Kyle: Okay, awesome that makes total sense. And at least because you were touching on marketing united, you know, a lot of the people that attend this event are also from the smaller brands or smaller companies, what sort of recommendations or advice do you have for small teams that have limited resources as far as just trying to how to prioritize their marketing approaches?
Mark: I think you need to be very scrutinous. When you’ve got very few resources you can only leverage so many bets at once, right? So, this isn’t…you’re not going to become trending on Twitter with a $1000 budget, or you might, but that is going to be your single buy over all of this. So, you’ve gotta be creative, but you also have to think about specifically what does audience…what are they looking for and how can you answer that solution. And one thing that I see a lot in small companies is that small companies, they have that one solution and then all of a sudden you’re a hammer and everything looks like an egg, that you can’t necessarily go in and you can’t necessarily solve all of these problems with that same solution, that you kinda have to think about other ways towards engaging prospective clients and how you ultimately convert them that are different than necessarily just, like, “Okay. Buy the solution, everything is peace, happiness, and rainbows.”

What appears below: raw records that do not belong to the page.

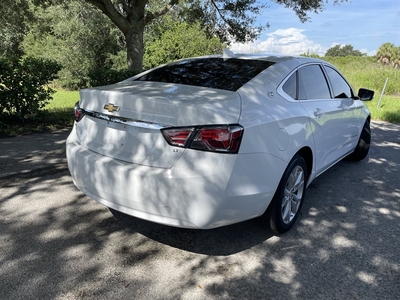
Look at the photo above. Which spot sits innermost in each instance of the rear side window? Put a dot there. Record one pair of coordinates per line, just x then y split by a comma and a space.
312, 83
290, 86
218, 73
340, 87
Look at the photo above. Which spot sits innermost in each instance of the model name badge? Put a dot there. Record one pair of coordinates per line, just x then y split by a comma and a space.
111, 107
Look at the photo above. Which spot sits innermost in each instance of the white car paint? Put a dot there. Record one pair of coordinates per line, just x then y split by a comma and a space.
128, 165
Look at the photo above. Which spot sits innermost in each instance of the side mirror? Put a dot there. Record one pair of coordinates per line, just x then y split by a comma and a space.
365, 94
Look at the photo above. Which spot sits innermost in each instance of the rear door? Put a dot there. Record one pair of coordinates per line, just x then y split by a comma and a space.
351, 124
325, 114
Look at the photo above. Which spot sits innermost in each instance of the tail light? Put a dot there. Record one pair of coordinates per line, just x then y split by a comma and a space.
79, 112
225, 138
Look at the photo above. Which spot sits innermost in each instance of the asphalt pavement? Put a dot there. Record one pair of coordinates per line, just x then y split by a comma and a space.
56, 243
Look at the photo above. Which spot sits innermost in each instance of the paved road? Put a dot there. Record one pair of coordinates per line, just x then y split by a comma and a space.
58, 244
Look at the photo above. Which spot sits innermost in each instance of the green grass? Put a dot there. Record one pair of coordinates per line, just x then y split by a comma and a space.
360, 72
367, 73
389, 109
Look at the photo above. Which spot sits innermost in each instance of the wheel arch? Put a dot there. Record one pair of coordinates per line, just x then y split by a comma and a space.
307, 154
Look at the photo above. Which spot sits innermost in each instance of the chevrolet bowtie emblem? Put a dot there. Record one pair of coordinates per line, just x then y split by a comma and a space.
111, 107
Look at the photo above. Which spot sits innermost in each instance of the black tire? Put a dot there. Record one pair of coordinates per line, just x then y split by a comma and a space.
363, 145
285, 207
121, 217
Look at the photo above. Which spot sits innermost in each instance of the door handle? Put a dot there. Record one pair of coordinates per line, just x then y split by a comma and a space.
318, 113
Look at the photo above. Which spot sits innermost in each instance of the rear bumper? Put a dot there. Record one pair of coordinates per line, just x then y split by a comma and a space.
203, 189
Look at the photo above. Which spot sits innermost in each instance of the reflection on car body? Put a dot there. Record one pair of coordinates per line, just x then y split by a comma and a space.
210, 141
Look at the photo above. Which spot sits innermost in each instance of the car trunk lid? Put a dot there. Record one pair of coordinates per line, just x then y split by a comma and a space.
123, 121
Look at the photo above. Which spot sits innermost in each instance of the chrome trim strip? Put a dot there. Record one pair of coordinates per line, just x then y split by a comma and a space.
122, 120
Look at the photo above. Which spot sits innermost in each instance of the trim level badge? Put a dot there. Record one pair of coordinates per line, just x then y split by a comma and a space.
111, 107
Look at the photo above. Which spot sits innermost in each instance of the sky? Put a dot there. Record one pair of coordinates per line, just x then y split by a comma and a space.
364, 24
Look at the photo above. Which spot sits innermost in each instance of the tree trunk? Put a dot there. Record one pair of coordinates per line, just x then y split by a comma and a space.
135, 48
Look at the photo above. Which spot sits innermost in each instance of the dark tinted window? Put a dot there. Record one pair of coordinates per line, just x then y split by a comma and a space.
229, 74
312, 83
340, 87
290, 86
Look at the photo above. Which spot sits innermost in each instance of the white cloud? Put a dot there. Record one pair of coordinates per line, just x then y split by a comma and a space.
289, 41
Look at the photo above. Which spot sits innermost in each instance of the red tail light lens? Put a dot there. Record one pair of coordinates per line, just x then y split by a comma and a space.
177, 137
210, 138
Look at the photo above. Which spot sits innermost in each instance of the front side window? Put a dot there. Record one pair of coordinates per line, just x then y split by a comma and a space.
312, 83
340, 87
213, 72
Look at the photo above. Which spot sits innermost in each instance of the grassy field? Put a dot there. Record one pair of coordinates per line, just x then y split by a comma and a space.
360, 71
365, 72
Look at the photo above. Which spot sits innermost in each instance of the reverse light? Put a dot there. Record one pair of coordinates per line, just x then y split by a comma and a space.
223, 138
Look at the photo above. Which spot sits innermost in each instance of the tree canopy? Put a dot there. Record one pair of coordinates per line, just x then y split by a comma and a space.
230, 20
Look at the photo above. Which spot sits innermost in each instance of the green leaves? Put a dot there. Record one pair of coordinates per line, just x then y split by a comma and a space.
24, 86
346, 50
389, 54
180, 40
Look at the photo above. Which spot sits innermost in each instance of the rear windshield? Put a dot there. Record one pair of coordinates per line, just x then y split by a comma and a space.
218, 73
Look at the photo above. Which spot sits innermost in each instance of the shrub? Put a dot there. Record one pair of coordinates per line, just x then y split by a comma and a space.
24, 86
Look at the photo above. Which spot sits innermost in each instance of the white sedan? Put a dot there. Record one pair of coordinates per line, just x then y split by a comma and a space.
210, 141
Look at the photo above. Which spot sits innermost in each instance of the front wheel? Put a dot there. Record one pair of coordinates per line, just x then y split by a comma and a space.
285, 207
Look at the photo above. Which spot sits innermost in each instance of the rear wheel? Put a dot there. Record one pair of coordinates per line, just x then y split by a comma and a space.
121, 217
285, 207
362, 148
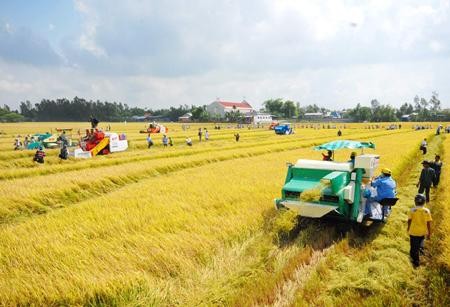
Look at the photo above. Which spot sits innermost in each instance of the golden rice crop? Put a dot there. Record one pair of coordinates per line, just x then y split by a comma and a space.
168, 227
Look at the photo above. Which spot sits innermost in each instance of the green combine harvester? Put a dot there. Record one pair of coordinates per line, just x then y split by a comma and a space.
327, 189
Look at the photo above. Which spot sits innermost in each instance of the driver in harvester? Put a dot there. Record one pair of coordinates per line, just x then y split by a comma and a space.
385, 186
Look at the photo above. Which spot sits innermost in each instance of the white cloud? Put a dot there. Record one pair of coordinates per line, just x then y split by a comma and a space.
334, 53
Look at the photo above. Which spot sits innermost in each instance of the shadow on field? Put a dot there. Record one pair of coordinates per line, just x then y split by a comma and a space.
286, 229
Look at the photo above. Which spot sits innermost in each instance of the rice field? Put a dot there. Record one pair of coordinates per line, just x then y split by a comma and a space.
196, 225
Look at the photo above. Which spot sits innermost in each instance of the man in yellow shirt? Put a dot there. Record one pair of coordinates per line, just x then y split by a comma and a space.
419, 226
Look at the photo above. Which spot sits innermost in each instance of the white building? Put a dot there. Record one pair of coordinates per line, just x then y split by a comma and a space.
219, 108
262, 118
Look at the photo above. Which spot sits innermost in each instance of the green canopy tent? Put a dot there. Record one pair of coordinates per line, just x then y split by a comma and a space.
341, 144
347, 144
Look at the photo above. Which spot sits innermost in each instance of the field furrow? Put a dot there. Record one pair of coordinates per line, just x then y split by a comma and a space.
376, 271
198, 230
72, 187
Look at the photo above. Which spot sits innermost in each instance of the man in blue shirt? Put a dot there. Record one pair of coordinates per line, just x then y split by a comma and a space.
385, 186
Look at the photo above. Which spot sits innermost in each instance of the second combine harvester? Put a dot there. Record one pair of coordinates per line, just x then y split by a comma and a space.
333, 189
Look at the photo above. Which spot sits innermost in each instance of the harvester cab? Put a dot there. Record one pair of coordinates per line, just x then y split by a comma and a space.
97, 142
327, 189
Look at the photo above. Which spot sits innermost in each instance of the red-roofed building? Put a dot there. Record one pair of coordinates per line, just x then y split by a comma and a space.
219, 108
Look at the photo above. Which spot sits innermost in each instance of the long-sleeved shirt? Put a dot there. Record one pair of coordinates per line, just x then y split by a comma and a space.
385, 187
437, 166
427, 177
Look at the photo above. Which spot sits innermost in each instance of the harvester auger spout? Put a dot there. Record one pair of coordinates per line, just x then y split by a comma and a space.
319, 189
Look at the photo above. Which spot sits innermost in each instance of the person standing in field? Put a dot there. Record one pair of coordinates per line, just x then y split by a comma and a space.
188, 141
385, 186
165, 140
63, 153
328, 156
419, 226
437, 166
200, 134
423, 146
17, 144
426, 179
39, 155
149, 141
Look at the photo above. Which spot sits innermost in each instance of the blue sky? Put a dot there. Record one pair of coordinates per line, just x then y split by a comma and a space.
164, 53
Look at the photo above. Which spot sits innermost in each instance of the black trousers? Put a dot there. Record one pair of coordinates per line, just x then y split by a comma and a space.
415, 243
425, 189
436, 179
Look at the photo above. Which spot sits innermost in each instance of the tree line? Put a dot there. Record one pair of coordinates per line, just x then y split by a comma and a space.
79, 109
420, 109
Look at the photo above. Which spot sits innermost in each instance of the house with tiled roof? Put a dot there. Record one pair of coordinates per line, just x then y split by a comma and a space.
219, 108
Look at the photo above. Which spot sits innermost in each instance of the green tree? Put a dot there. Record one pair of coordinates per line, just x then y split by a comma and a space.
289, 109
200, 114
274, 106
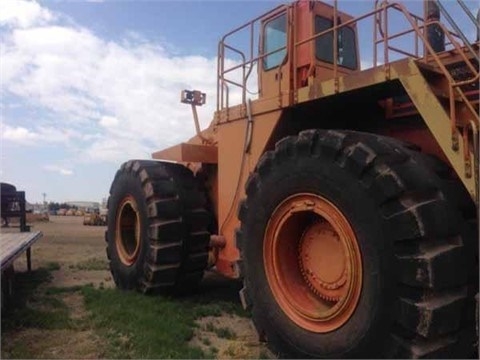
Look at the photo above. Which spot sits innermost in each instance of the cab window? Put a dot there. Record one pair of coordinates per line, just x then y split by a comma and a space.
347, 55
275, 38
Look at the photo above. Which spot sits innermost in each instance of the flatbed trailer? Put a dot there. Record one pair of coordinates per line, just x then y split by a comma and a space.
12, 245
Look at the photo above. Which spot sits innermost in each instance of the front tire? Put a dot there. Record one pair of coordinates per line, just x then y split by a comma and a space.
349, 242
157, 238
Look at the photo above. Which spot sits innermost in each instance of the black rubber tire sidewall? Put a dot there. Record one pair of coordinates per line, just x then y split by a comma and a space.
126, 184
369, 323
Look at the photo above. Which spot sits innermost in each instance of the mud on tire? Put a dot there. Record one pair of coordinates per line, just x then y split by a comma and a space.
420, 271
157, 238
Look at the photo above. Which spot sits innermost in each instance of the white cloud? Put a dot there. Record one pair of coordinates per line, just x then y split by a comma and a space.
109, 121
126, 93
58, 169
39, 136
18, 134
23, 14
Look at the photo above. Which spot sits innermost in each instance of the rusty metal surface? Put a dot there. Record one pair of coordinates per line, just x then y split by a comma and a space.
302, 79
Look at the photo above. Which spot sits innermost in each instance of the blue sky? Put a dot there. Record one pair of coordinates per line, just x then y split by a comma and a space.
86, 85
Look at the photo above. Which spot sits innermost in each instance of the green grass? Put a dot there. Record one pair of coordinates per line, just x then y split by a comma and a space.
225, 333
51, 266
132, 325
139, 326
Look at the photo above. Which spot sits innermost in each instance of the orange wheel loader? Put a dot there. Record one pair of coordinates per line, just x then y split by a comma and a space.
346, 199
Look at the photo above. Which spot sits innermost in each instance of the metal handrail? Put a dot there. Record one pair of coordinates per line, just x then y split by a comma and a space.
457, 29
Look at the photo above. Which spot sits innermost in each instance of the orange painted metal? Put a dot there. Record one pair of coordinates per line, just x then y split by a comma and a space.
313, 262
240, 134
185, 152
127, 232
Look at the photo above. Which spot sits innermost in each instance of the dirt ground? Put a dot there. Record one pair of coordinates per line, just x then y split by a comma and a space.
80, 252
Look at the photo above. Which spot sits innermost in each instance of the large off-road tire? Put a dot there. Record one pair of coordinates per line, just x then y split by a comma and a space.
156, 235
353, 245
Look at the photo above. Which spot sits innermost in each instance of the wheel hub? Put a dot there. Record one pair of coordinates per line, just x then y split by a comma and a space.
312, 261
322, 261
127, 234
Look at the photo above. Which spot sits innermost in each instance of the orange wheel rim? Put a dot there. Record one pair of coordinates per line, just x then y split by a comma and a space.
127, 234
313, 262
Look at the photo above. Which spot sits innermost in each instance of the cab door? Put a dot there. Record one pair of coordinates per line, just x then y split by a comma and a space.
274, 69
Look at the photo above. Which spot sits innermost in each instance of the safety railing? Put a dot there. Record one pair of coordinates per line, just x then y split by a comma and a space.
383, 36
247, 63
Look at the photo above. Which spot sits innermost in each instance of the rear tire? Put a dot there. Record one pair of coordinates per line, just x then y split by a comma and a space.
417, 254
157, 238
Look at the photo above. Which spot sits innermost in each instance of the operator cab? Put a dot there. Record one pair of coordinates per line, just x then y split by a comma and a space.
291, 55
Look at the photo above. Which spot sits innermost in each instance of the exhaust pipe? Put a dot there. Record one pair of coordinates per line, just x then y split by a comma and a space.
435, 35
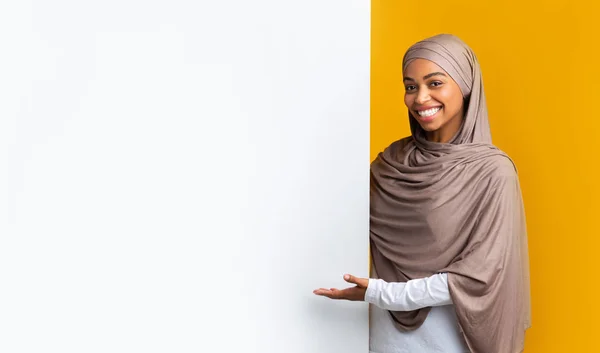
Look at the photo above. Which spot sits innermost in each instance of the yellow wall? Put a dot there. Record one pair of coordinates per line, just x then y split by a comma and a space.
540, 63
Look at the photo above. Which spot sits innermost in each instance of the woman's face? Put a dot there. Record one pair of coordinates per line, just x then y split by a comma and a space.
434, 99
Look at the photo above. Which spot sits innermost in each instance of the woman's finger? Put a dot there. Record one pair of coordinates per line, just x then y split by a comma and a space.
361, 282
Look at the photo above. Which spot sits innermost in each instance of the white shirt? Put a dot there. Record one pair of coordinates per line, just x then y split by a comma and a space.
439, 332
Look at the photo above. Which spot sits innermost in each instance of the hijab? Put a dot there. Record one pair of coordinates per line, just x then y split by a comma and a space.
455, 208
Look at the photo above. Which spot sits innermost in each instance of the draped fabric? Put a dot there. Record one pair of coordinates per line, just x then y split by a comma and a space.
455, 207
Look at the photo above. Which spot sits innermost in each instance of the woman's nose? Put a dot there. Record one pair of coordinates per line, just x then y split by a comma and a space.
422, 96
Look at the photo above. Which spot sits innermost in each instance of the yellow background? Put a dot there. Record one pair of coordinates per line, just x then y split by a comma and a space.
542, 82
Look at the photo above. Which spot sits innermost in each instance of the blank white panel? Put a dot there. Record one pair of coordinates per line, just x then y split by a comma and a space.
178, 176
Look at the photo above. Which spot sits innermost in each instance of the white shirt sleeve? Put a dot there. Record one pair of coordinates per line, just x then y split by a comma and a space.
411, 295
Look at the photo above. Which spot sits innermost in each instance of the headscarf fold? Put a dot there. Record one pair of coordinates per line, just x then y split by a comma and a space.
455, 207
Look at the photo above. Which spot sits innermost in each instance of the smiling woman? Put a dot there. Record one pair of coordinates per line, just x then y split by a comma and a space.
447, 225
434, 99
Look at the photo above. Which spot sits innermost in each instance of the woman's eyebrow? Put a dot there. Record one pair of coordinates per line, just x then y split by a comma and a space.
426, 76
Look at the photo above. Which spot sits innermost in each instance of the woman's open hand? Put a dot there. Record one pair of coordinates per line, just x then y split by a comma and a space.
356, 293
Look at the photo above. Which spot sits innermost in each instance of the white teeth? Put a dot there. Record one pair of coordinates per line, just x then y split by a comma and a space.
429, 112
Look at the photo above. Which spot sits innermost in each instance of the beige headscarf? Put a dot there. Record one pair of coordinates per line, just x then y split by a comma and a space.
457, 208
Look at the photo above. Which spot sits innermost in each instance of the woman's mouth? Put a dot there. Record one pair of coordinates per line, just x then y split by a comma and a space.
429, 114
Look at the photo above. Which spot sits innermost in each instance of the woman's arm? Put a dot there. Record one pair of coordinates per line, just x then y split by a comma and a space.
411, 295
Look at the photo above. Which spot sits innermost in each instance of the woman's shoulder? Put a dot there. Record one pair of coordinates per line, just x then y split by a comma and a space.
500, 165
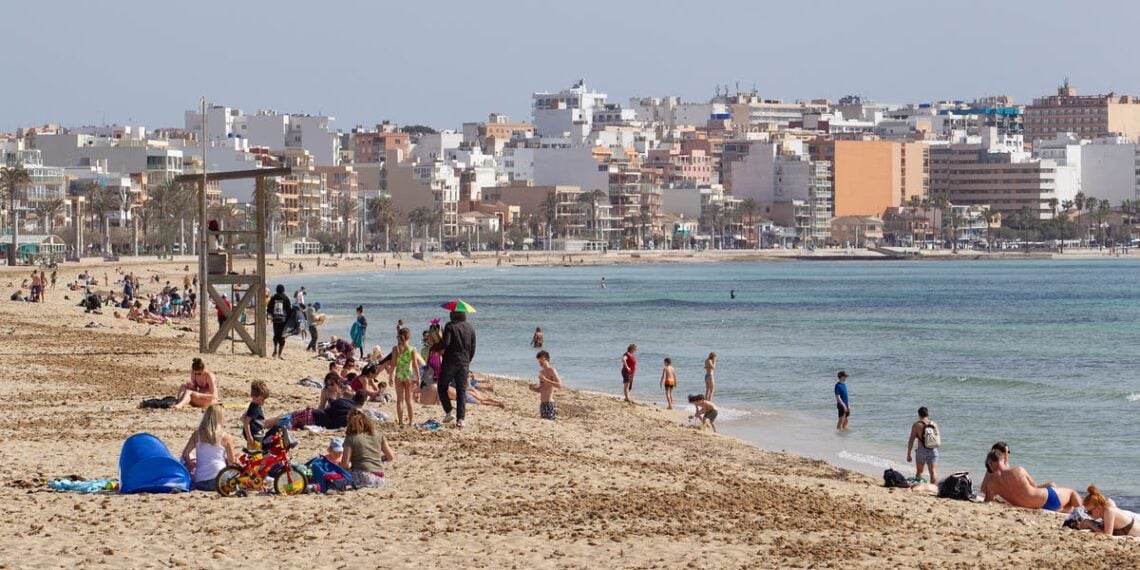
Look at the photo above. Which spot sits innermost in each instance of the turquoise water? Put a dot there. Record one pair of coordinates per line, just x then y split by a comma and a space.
1037, 353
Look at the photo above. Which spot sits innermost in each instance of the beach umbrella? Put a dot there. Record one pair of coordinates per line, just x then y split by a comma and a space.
458, 306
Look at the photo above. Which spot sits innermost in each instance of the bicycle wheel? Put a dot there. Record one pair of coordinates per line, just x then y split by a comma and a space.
292, 481
227, 483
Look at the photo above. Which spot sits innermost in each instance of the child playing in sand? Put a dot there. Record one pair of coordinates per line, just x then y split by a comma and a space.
253, 421
706, 410
668, 381
548, 381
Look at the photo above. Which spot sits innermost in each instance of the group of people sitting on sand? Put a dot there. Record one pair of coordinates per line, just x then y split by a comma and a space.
413, 373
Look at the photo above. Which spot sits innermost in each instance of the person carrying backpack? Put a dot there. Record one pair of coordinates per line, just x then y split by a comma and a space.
929, 439
279, 309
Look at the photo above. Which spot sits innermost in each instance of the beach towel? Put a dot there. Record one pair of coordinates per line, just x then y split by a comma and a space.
328, 475
159, 402
91, 486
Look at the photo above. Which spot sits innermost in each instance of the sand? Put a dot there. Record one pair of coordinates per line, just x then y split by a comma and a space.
609, 485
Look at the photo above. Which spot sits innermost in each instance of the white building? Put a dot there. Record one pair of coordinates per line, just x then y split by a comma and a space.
569, 112
767, 176
1065, 152
1110, 170
570, 167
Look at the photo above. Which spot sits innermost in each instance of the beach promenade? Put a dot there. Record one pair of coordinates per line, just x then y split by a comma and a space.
609, 485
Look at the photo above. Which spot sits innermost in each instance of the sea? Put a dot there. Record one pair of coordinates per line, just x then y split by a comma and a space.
1039, 353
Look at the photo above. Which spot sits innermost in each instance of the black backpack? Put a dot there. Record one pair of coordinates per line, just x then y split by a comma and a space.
892, 478
957, 486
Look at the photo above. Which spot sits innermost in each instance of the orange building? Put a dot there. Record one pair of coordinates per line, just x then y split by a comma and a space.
871, 176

Kyle: Okay. Awesome. I can use that. That totally makes sense. And one last thing just to kind of wrap up things a little bit more is, what do you think is one thing marketers should be doing now to set themselves up for success for the rest of 2018 and beyond?
Mark: I think that the number one thing that you need to do right now is, if you either don’t have a great CRM or database of your customers or your prospects or if you are unconfident in how you are storing that data, that these are problems that small-medium enterprise businesses all struggle with. When you create that foundation for how you collect customer information, it doesn’t correct itself naturally in time. So, you need to make sure that the earlier you solve those problems the sooner you solve the problems of 2018, 2019, 2020 as you get are those people back further down your funnel.
Kyle: Awesome. Absolutely. Well, thank you so much for joining us today, really appreciated the time and look forward to having you back on here in the future.
Mark: Awesome. Thank you for having me.